Idle resource jobs can be terminated at any time when borrowed resources are reclaimed. Before enabling idle resources, make sure your training code implements checkpointing. Use EasyCkpt to add automatic checkpoint-and-resume support.
How it works
In large-scale clusters, quota utilization is uneven: some teams exhaust their quotas while others leave resources idle. DLC's idle resource feature lets a training job borrow unused capacity from the current quota or other quotas in the cluster.
The table below summarizes how idle resource jobs differ from regular quota jobs:
| Dimension | Regular quota job | Idle resource job |
|---|---|---|
| Resource source | Allocated quota only | Idle capacity from any quota |
| Quota constraint | Bound by quota limits | Not bound by quota limits |
| Termination risk | None (quota is reserved) | Job is terminated when borrowed resources are reclaimed |
| Fault tolerance | Standard | Requires checkpointing or AIMaster |
Reclamation trigger: When a regular job from the quota group that owns the borrowed resources is dequeued but cannot be scheduled due to insufficient capacity, the system reclaims those resources. The idle resource job's pod status changes to Preempted
Prerequisites
Before you begin, make sure that you have:
A subscription resource quota created and associated with your workspace. The quota can be general computing resources or Lingjun resources. For details, see Overview.
Submit a DLC job with idle resources
On the DLC job submission page, go to the Resource Information section and configure the following parameters. For general submission steps, see Submit training jobs.

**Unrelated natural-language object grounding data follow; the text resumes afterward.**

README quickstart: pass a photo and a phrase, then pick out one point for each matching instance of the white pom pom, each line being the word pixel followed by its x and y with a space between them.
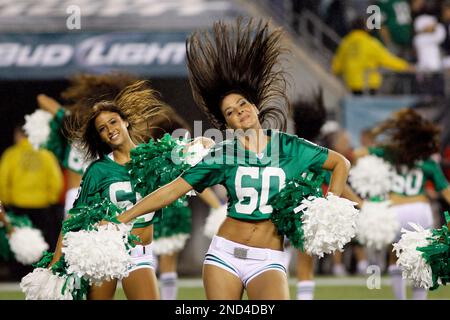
pixel 410 260
pixel 169 245
pixel 328 223
pixel 371 177
pixel 37 127
pixel 42 284
pixel 27 244
pixel 377 225
pixel 98 255
pixel 214 221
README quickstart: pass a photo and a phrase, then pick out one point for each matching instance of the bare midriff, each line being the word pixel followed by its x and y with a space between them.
pixel 258 234
pixel 145 234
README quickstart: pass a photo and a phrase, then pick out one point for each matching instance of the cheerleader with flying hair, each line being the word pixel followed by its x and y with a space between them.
pixel 237 82
pixel 407 142
pixel 83 92
pixel 109 131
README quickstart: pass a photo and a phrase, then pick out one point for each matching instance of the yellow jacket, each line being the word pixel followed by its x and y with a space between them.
pixel 29 178
pixel 358 58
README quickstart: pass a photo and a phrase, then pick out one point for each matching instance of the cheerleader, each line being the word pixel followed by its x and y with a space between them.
pixel 409 141
pixel 110 130
pixel 235 83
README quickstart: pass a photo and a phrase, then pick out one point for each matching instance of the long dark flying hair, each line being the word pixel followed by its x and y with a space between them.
pixel 309 115
pixel 408 137
pixel 137 104
pixel 241 58
pixel 86 89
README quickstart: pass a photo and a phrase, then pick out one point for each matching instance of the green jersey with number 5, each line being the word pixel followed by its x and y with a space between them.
pixel 251 179
pixel 111 180
pixel 411 181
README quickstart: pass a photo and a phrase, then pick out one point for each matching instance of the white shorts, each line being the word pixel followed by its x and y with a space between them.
pixel 419 213
pixel 243 261
pixel 142 257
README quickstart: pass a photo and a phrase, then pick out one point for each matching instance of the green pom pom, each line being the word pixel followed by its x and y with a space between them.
pixel 152 167
pixel 81 287
pixel 84 217
pixel 437 255
pixel 19 221
pixel 287 222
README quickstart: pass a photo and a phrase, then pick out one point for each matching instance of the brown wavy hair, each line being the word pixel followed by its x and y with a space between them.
pixel 240 58
pixel 137 104
pixel 86 89
pixel 408 137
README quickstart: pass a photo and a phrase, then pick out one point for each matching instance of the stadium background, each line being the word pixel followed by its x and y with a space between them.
pixel 38 52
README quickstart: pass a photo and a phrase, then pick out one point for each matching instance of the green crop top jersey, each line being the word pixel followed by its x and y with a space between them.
pixel 111 180
pixel 251 179
pixel 411 181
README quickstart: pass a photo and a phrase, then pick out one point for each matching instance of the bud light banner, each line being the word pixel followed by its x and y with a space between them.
pixel 59 55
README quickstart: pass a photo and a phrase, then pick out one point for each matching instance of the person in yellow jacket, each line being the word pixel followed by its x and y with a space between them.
pixel 31 182
pixel 359 57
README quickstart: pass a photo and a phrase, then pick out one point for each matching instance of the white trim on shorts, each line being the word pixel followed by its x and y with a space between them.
pixel 142 257
pixel 245 262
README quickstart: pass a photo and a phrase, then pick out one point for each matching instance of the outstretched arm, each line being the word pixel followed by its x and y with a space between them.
pixel 156 200
pixel 349 194
pixel 340 167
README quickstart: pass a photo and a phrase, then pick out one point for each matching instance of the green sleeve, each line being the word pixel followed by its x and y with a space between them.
pixel 206 173
pixel 433 171
pixel 88 188
pixel 313 155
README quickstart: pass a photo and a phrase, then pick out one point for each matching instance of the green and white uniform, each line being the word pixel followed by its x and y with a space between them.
pixel 251 181
pixel 409 182
pixel 111 180
pixel 70 157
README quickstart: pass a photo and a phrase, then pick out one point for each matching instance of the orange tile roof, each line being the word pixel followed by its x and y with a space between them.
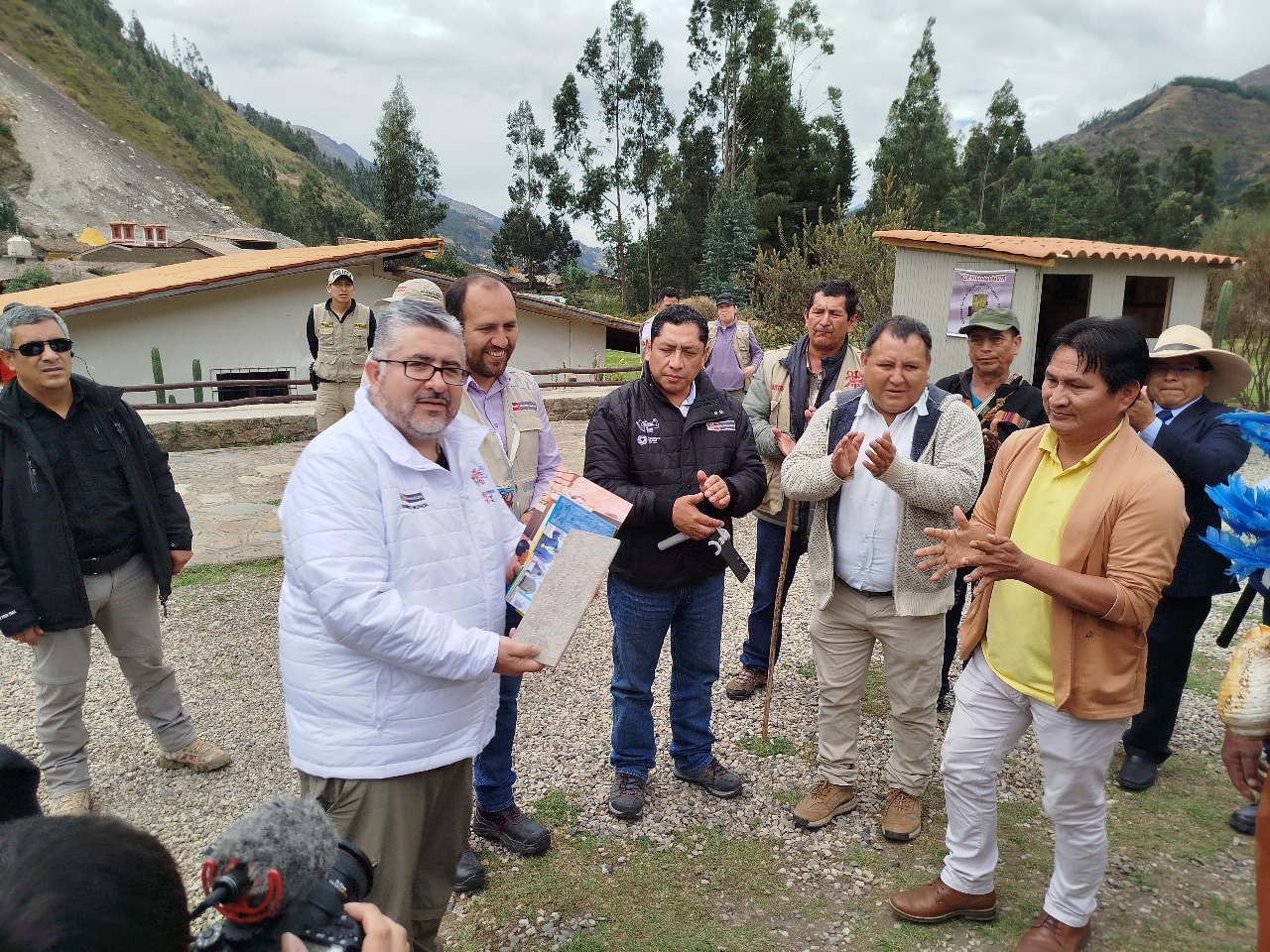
pixel 1047 250
pixel 209 272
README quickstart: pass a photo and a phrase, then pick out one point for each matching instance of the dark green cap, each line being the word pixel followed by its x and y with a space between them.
pixel 992 318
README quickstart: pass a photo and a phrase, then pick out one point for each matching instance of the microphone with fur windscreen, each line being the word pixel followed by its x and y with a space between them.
pixel 266 861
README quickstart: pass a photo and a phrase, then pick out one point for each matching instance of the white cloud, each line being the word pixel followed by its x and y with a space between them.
pixel 330 63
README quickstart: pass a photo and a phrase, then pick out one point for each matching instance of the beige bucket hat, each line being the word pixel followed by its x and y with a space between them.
pixel 417 289
pixel 1230 372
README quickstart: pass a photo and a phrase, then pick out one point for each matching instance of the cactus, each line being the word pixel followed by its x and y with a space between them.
pixel 157 367
pixel 1223 309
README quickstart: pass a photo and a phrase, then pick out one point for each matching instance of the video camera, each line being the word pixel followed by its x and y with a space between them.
pixel 281 869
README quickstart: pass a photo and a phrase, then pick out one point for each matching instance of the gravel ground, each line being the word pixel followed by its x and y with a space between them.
pixel 222 642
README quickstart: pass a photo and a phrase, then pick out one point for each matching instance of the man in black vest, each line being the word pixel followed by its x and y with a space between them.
pixel 93 532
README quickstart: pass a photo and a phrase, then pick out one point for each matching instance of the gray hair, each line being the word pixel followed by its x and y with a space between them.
pixel 21 315
pixel 402 313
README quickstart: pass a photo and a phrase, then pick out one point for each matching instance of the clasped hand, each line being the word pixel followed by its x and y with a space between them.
pixel 691 521
pixel 969 543
pixel 879 454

Parameter Description Resource quota Select a general computing resource quota or a Lingjun resources quota. To run high-performance AI training and computing, use Lingjun resources. Lingjun resources are available only in the China (Ulanqab) and Singapore regions. Idle resources Choose how the job uses resources: Acceptable — the job may use idle computing resources or resources from the associated quota. Only idle resources — the job runs exclusively on idle capacity and never uses the associated quota. Automatic fault tolerance Enable this to let AIMaster automatically reallocate resources when idle capacity is reclaimed, resuming the job without manual intervention. See AIMaster: Elastic fault tolerance engine. 

Monitor resource usage from the DLC job list or the job details page. Each job shows whether it is running on quota resources or idle resources.
In quota: The job is using resources within the associated quota.
Not in quota: The job is running on borrowed idle resources.
Preempted: The job's pod was evicted because the borrowed idle resources were reclaimed.

Reduce the impact of preemption
Idle resource jobs can be preempted at any point. Use the following tools together to minimize training loss and enable automatic recovery:
EasyCkpt: Saves training checkpoints automatically, so the job can resume from the last checkpoint instead of restarting from scratch. See Use EasyCkpt to save and resume foundation model trainings.
AIMaster (Automatic fault tolerance): When idle resources are reclaimed, AIMaster reallocates alternative resources and resumes the job automatically without requiring you to restart it manually. See AIMaster: Elastic fault tolerance engine.
These two tools are complementary: EasyCkpt preserves training progress at the checkpoint level, while AIMaster handles resource reallocation and job continuation at the infrastructure level. Enable both for the most resilient idle resource jobs.